À l’extrême limite ce genre d’écart peut encore passer, tant que les clés et les enjeux principaux de l’œuvre demeurent. Ce qui n’est même pas le cas. Si on entend clairement la phrase d’ouverture du pavé kingien (mais si vous savez… « L’homme en noir fuyait à travers le désert, et le pistolero le suivait »), elle ne sert qu’à accoler le nom de l’œuvre de l’auteur à un film générique auquel ne manquait qu’un titre racoleur. À aucun moment ne pointe la moindre idée d’une quête ou d’une fuite de Walter Padick, ce dernier naviguant au gré de ses envies entre deux mondes entre lesquels on voyage par le biais d’un délire SF de portails interdimensionnels totalement absurde (désolé mais dans la saga de King les portails restent dans le ton fantasy). Roland ne cherche même pas la Tour sombre pour sauver un monde censé être en perdition, mais n’est poussé que par un ardent désir de vengeance, qui change drastiquement son caractère pour le réduire à un pauvre caractériel indigne de son rang.

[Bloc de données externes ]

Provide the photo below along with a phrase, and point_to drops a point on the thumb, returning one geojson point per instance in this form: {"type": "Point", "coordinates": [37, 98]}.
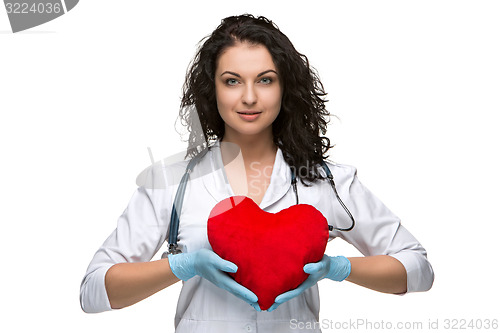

Et si seulement l’intrigue se concentrait alors sur l’évolution de ce personnage, mais à la place on a Jake Chambers, qui devient un gamin à problèmes avec des visions (l’indignation est à son comble dès le moment où l’on entend l’expression « shining », histoire d’en rajouter une couche de manque d’imagination), qui ne trouve en Roland non pas un père spirituel mais juste un tuteur, dans toute la splendeur du côté badass et faussement noble qu’on veut lui donner. L’homme en noir n’est pas mieux loti, son côté sombre et mystérieux ne fonctionne pas et ses pouvoirs outrepassent l’habileté psychologique qu’il est censé avoir. Bien entendu, Roland et Jake résistent à ses pouvoirs, sans qu’il ne nous soit expliqué pourquoi (ah si, le shining… arrêtez de prendre les spectateurs pour des cons sérieusement), car après tout il faut bien des élus. De toute manière, à part le jeune homme, aucun background ne se développe, et aucune intensité ne ressort de leurs péripéties et des deux ou trois scènes d’actions au design franchement laid.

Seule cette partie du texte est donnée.